While the direct cause of plaque psoriasis is unknown, here’s what we do know: First, you may be more likely to experience plaque psoriasis if it’s part of your family’s medical history. Second, plaque psoriasis symptoms begin when your immune system attacks healthy cells in your body, for reasons we do not yet understand. Normally, your immune system (the body’s natural defense system), protects your body from bacteria, viruses, and other foreign agents. Research has suggested that plaque psoriasis may be linked to an overactive immune system, which causes the body to accelerate the growth of skin cells at a faster pace than usual. As a result, thickened, red patches, covered by silvery scales appear on the surface of your skin. Doctors refer to these as psoriatic plaques.

In the United States, as many as 7.5 million people have been diagnosed with plaque psoriasis. Plaque psoriasis affects men and women equally, but research has suggested that ethnicity may be a factor. Psoriasis is more common among Caucasians of European descent than among African Americans or Asians.

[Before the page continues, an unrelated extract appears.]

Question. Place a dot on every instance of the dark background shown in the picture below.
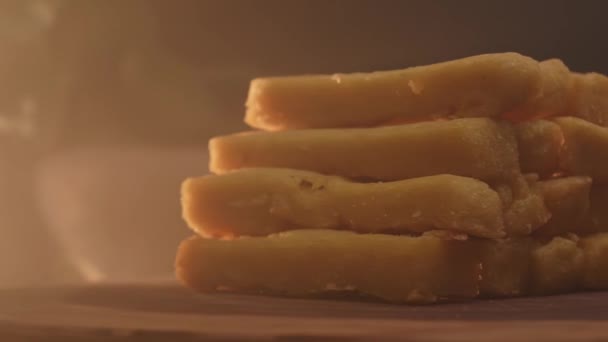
(176, 71)
(106, 105)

Symptoms of plaque psoriasis usually appear between the ages of 15 and 25. About a third of people who have plaque psoriasis have a family history of the disease. Only a dermatologist can determine if you have plaque psoriasis.

Plaque psoriasis is characterized by thickened, red patches covered by silvery scales, which appear on the surface of your skin, and may itch or feel sore. They can occur anywhere on your body in just a few places, or over large areas of your body.